First I should apologize. It has been a hard week, full of a sore throat, coughing, sneezing, nose sore from wiping, bed, a LOT of water, bad sleep and a VERY strange mental state. But as the Bible says, “It came to pass…” and pass it has.
I want to thank a good friend for the inspiration for this blog. As I have not gotten permission to mention her name, I will not, but I am sure she will know who she is. We were talking about how her inspiration for service, for that confirmation of self from serving another seems to have withered, and we talked about being fed.

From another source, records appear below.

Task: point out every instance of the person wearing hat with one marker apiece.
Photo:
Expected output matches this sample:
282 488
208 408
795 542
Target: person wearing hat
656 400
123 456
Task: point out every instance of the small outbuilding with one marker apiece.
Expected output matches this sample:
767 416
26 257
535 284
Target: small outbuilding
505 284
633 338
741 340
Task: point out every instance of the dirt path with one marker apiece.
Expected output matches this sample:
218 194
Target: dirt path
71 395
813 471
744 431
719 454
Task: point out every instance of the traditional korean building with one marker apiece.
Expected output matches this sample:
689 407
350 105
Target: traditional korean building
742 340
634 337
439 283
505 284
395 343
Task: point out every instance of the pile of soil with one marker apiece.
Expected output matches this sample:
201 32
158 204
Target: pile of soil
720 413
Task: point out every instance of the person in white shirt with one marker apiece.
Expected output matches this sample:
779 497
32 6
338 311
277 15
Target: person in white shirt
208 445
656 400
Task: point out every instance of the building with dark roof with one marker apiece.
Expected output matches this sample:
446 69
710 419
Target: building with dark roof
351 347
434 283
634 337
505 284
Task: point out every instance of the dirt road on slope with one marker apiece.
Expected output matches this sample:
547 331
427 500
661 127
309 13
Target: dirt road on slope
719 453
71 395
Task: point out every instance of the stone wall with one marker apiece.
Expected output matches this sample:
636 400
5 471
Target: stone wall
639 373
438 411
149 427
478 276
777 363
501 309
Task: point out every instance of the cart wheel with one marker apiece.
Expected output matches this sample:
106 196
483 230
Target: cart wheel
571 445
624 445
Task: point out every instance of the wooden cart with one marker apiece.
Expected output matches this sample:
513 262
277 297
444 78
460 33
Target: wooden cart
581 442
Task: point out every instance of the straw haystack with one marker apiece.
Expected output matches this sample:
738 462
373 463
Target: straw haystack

Relationships often begin on what each of you feel is possible, the joy of shared or matching interests, faith in the other’s career path, in your own, finding a true bonded soul mate. But there is truly a tremendous amount of day to day THINGS that have to be done, are you going to have sex, is that communication good, are you going to move in together, where does whose stuff go and in our lifestyle, how to do service, defining protocols, and how Dominance or submission within your relationship is displayed. That is a LOT of stuff, and even with the best, it gets in the way.
What we often forget is the little bit of consistent daily reinforcement, the small comments, yes, the thank you’s. I am a sadistic Dominant. I can hurt you in innumerable artistic ways, but does that mean I should not say a simple, “Thank you, that was just what I needed.”? I don’t THINK so. It is the little things that feed us, that keep us alive. “I like your smile.” “You did that just the way I wanted.” “I get pleasure from just looking at you.” It does not have to be a “GOD, you make me so hot. Get your ass over here NOW, cause I want to HURT you.” But that helps as well. They are those little things, those CONSISTENT things that say, “I am proud to own you.” (Though I have to say, for my own sake, I like to hear, “I am so proud to be owned by you.”)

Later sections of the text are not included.